Our Story
by Amy8
Summary: Angel goes over his memories of Buffy after receiving news of her death. PG JUST to be safe (My comp. was messing up. Hope the formatting's ok!)


Our Story  
  
Author's Notes: I usually hate reading this kind of fiction but I haven't written anything in so long that I felt the need to just sit and write. I hope you like it, even if it isn't terribly original.  
  
She so quickly became my everything. I devoted my whole life to her. I let her into my soul. I never let anyone else in. Not even when I was alive. Nobody knows me as well as she does. She never questioned me either. Somewhere in my soul I knew this couldn't work, but I NEVER thought it would turn out like this.  
  
I remember the first time I ever saw her. Walking out of school with her friends. Her hair shone so beautifully in the sunlight that day. That was the horrible day that she found out her calling in life. The day that she realized that she was better than everyone else. After that I didn't see her for about a month and a half. She moved to Sunnydale and I followed her there. When I followed her, and she knew I was there. She knew it! She could tell that somebody was following her and she caught me. She knew that I knew she was the slayer. The thing she didn't know was that I was so hopelessly in love with her. That was the reason I kept my distance. I couldn't stand to be near her. Her face, her hair, her captivating eyes. They enchanted me. She took it to offence that I wouldn't go near her but I just couldn't.   
  
I remember the exact day that she finally broke through the walls I had put up. When she heard the prophecy that she was going to die and she embraced it. She took the fate of the world in her hands and put her life on the line to keep the world safe. She was braver than any person I had ever met...not to mention that she looked beautiful in that dress.   
  
After that, I allowed myself to get close to her. We went hunting together. We saw each other around, but that cryptic distance between us was gone. Then things stepped up to a new level. The second I gave my soul to her was when we were skating and had to fend off that demon. She immediately came to my aid without even noticing my hideous, disfigured face. I knew that she could see my soul when she looked at me, she didn't notice the demon that looked at her. She saw ME. The real me that loved her then and will always love her.   
  
Then Spike and Drusilla just had to make more trouble by bringing the JUDGE back to life. Maybe it was that. That our lives were in danger that brought us to the events that occured later that night. Even though the outcome of that evening was horrible, I won't trade that memory for anything. The look on her face when I told her that I loved her. It surprised me because she looked positively shocked, as if no one could possibly love her. And....and when she told me that she loved me too. I just felt my heart swell with joy. The joy that at that moment, I had everything I wanted. Just her. To hold her in my arms forever. To know that we had peace. Peace together, even if only for a few hours.

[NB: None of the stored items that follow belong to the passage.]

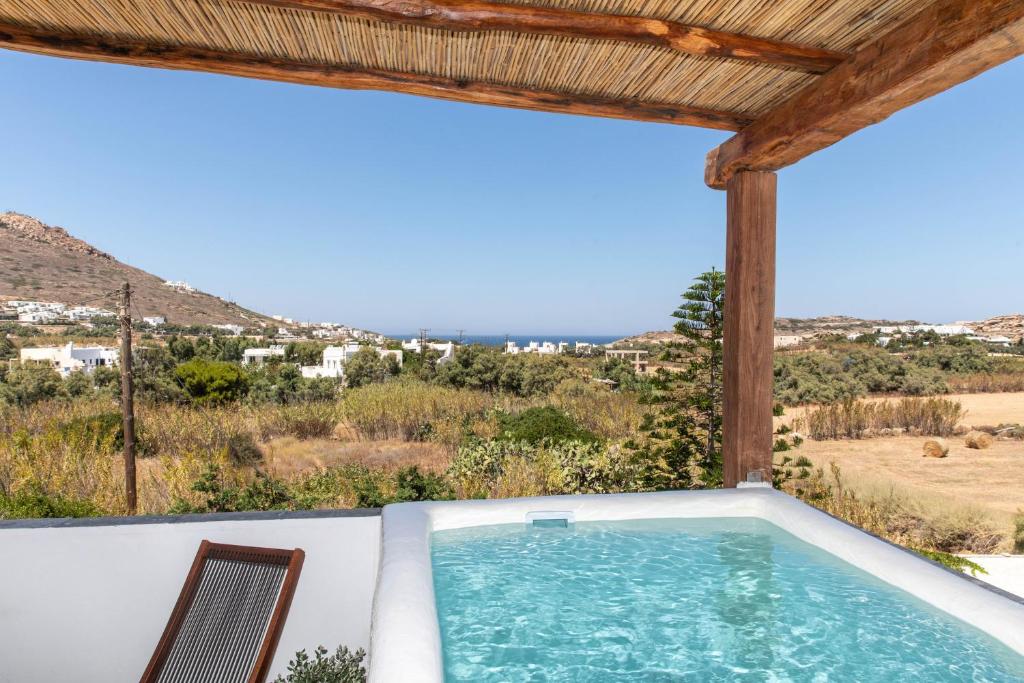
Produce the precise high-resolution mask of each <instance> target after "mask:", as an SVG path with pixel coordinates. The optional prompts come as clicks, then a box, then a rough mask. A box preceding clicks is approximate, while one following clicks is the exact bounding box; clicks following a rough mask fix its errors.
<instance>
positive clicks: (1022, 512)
mask: <svg viewBox="0 0 1024 683" xmlns="http://www.w3.org/2000/svg"><path fill="white" fill-rule="evenodd" d="M1014 552H1015V553H1017V554H1018V555H1024V512H1018V513H1017V516H1016V517H1014Z"/></svg>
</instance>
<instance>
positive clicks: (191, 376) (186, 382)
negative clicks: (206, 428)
mask: <svg viewBox="0 0 1024 683" xmlns="http://www.w3.org/2000/svg"><path fill="white" fill-rule="evenodd" d="M174 374H175V376H176V378H177V380H178V382H180V383H181V385H182V386H183V387H184V390H185V392H186V393H187V394H188V397H189V398H190V399H191V400H193V402H195V403H196V404H198V405H216V404H220V403H226V402H231V401H236V400H239V399H240V398H242V397H243V396H244V395H245V394H246V391H247V390H248V388H249V380H248V378H247V377H246V375H245V373H244V372H243V371H242V369H241V368H239V367H238V366H237V365H234V364H233V362H227V361H224V360H206V359H203V358H194V359H191V360H188V361H187V362H183V364H181V365H180V366H178V367H177V369H176V370H175V371H174Z"/></svg>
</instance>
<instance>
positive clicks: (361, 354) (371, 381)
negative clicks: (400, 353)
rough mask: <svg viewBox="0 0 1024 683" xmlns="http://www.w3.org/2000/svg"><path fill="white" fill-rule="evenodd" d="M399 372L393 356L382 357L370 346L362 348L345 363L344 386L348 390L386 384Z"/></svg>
mask: <svg viewBox="0 0 1024 683" xmlns="http://www.w3.org/2000/svg"><path fill="white" fill-rule="evenodd" d="M400 371H401V369H400V367H399V366H398V361H397V360H396V359H395V357H394V356H393V355H390V354H389V355H384V356H382V355H381V354H380V353H378V352H377V350H376V349H375V348H373V347H371V346H364V347H362V348H360V349H359V350H358V351H356V352H355V354H354V355H353V356H352V357H351V358H349V359H348V360H347V361H346V362H345V384H346V386H348V387H349V388H355V387H360V386H366V385H368V384H376V383H380V382H386V381H388V380H389V379H391V378H393V377H395V376H396V375H398V373H399V372H400Z"/></svg>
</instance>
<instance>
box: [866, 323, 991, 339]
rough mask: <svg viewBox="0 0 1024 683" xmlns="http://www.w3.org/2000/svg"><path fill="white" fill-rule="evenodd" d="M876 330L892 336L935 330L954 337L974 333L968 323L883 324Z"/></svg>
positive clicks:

Unfortunately things were never the same. I went evil and then just when I retrieved my soul, she had no choice but to send me to hell to save the world, AGAIN.   
  
When I finally came back from hell, things had changed. Buffy was a new person. She was DATING and didn't want much to do with me. Not like I could blame her though. I killed so many people in those few months and destroyed so much that she held dear. She did let me back in though. We even started dating for a short while when I got a short reminder that that situation was unfair to Buffy, although she doesn't seem to think so.....I left her. Left her in Sunnydale and went to Los Angeles to make a difference to humanity on my own.   
  
Even if I was on my own, I never stopped thinking about her. Wishing things could have been different. Wishing that I could have been human. Then we could have been together. People tell me to move on, that it's not meant to be but I just refuse to accept that. We were soulmates. She knew me better than anyone. I knew her better than anyone.   
  
Two years without her. Two years I have lived in this rechid city (-no offense to LA-ers, I love it!) without Buffy. I have seen her 4 times in those 2 years. And now I'll never see her again. She heroically gave her life so this world will keep on turning. No one out there knows how close they came to losing everything. And that one woman kept it together. She bravely suffered a horrific death, to save the world.   
  
Gunn, Wesley and Cordelia are worried about me. I can tell. I have hardly spoken since it happened. It's just too hard to deal with. Too hard to accept that she is gone. Buffy Summers is gone. She is buried away where no one can see her precious face again.   
  
I miss her. Everyday I wish it was me instead of her. She deserves to live forever. But on the otherhand, she now has the rest that she deserves. She earned it. Worked hard to get to it and now she has it. I don't care though. I'm thinking selfish thoughts and I don't care. I don't care if she's earned this rest that she has now, I want her back. I want to see her face again, her eyes, her hair. I would give everything I have just to see her smile. The way her cheeks round out her face. The way her eyes squint together. I love her. And I can't live without her. But I will continue to fight the fight. Fight for her. That was always my reason. It was never for mankind. Only for her. I hope that somehow I'll see her again. I know that when I die, there is no way I will go to the same place as her. She will go to a special heaven for Angels and Heroes. I will go to the deepest pits of hell and suffer for my actions. Even so, I just have the feeling. Someday, someday in my life, I will see my love again.